Here are some of my ideas (more to be added) on how RPCS3 can be benefit:
1.JIT or JITIL emulation:
JIT will compiles the PowerPC code into x86 code (or whatever targets wanted), copies it into a cache, then executes it. While in cache, it run faster since access time is reduced. JITIL can be optimized and experimental, but can work better since JITIL does basically the same thing, but can compile PS3's machine code to an intermediate language before native execution and can cache some of that as well. For some FPU instructions in PS3, caching and transferring some code to an IL will benefit some game code. At the least, it should be considered since Dolphin use this and it works wonders on running some games and gives a performance boost.

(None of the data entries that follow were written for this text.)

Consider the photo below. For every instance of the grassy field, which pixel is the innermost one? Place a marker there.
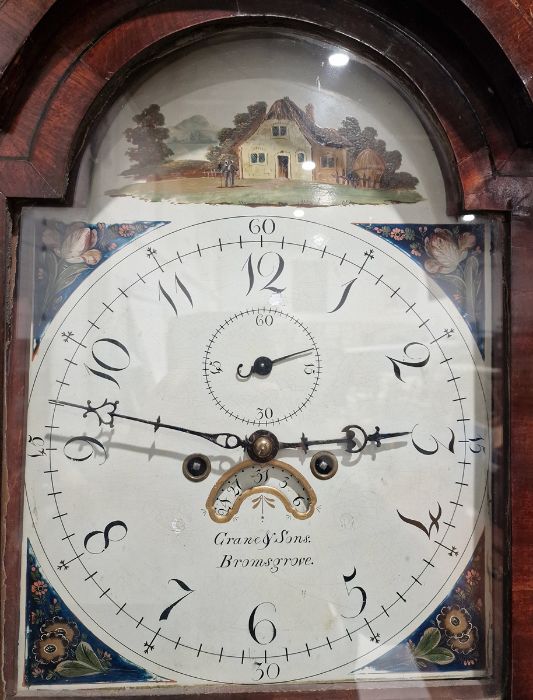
(189, 190)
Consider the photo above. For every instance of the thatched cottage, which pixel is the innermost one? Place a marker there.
(286, 140)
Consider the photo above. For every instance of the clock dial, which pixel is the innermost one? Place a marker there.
(265, 391)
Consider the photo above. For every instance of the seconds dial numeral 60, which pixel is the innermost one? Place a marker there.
(110, 345)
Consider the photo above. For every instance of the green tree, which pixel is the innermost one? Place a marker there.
(149, 149)
(367, 138)
(228, 137)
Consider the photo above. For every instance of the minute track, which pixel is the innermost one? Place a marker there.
(301, 650)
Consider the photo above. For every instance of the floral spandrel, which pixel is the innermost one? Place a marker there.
(453, 638)
(59, 649)
(67, 253)
(452, 256)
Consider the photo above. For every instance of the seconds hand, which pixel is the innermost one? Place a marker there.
(263, 365)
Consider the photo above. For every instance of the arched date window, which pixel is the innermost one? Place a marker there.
(262, 344)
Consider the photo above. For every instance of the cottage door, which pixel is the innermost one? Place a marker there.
(283, 166)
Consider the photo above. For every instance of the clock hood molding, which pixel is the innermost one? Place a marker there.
(468, 69)
(85, 56)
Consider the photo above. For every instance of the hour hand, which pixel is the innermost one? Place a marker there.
(107, 412)
(355, 439)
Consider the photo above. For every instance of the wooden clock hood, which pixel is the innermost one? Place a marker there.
(468, 67)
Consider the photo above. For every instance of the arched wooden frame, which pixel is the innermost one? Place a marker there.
(64, 65)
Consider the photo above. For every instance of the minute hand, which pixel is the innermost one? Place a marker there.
(352, 445)
(107, 412)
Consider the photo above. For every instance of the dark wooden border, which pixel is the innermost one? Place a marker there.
(61, 63)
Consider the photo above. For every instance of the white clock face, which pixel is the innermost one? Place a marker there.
(202, 559)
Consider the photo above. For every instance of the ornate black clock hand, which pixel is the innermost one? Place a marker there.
(352, 445)
(107, 412)
(263, 365)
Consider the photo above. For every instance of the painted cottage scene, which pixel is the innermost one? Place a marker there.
(277, 155)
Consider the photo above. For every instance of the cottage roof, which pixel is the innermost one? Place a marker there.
(285, 108)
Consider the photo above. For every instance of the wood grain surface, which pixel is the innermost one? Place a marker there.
(467, 66)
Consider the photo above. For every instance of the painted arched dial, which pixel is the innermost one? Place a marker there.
(378, 368)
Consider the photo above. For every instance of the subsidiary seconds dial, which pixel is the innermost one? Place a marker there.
(262, 366)
(276, 574)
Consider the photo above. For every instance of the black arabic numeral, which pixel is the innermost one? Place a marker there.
(450, 446)
(347, 289)
(111, 343)
(178, 284)
(434, 522)
(272, 670)
(264, 320)
(107, 539)
(410, 361)
(84, 440)
(264, 623)
(37, 444)
(275, 271)
(477, 445)
(166, 612)
(361, 591)
(267, 226)
(265, 413)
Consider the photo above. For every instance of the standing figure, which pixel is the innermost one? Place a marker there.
(229, 171)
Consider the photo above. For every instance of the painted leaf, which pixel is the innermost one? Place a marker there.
(73, 669)
(471, 283)
(86, 655)
(68, 275)
(428, 641)
(182, 585)
(440, 656)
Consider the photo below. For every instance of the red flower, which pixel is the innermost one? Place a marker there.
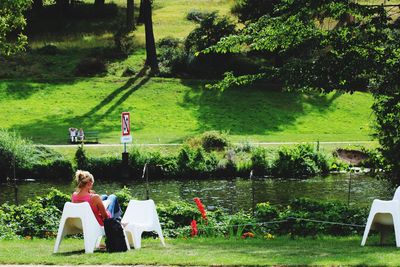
(193, 224)
(200, 207)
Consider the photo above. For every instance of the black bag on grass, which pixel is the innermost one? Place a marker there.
(115, 238)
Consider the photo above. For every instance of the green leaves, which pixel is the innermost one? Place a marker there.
(12, 20)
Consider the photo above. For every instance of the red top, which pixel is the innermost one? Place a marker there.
(88, 198)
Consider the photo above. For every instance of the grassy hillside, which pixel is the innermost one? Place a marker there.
(41, 97)
(169, 110)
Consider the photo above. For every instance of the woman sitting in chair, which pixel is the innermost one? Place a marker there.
(103, 207)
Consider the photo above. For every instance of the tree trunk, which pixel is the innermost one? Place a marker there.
(130, 15)
(62, 6)
(99, 3)
(151, 55)
(37, 4)
(141, 17)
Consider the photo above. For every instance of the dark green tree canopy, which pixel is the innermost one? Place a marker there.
(329, 45)
(12, 22)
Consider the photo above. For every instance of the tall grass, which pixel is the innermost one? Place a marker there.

2.Supercomputer optimization:
Though it is not practical, optimizing RSX and Cell's PPU parallelism between a specific option for supercomputing platforms will greatly benefit performance. I mean not talking about ten thousand dollar supercomputers and stuff, but a lighter supercomputer that can take advantage of maybe a MPI (message passing interface, a system designed for parallelism, typically in supercomputers), definitely multi-GPU and GPGPU stuff (get a build set up to work with Mantle and some low-level shaders, implement some GPGPU for off-loading the main CPU and use multi-GPU for drawing to the screen and other logical GPU for computations). Linux release could benefit a similar technology of Open MPI as well as Mac/Unix,etc. This supercomputer could be an array of several i7s connected through a MPI or such and multi-GPUs ($2000-$3000), and all tasks can be splitted up and processed by many at once, making the desired output faster. This may not seem worthy ,but it is not a total waste and will definitely be promising if done right. Any PS3 game and power should run perfect as the long run for this, and making it an option for rpcs3 with other execution core might suffice.
3.Take advantage of lower-level advantage:
Some parts of code can be optimized much better in Assembler language for the desired platforms. By doing so you reduce C/C++ overhead, even if you think your compiler can beat assembler all the time. Doing this for one subroutine is hardly worthy, but if you optimize many parts of execution (subroutines, loops, iterations, etc.) for lower-level, faster algorithms, the whole program will benefit. Some high-level C++ code can better be written in target assembly and take advantage of features C++ cannot offer. It also avoid using the C++ runtime somewhat, and can be replaced with assembly using less opcode that gets the same amount of work done with (sometimes) millions of saved clock cycles, depending on optimizing.
If this thread still open, I will come back and add a few more ideas but right now I have to go somewhere and do something.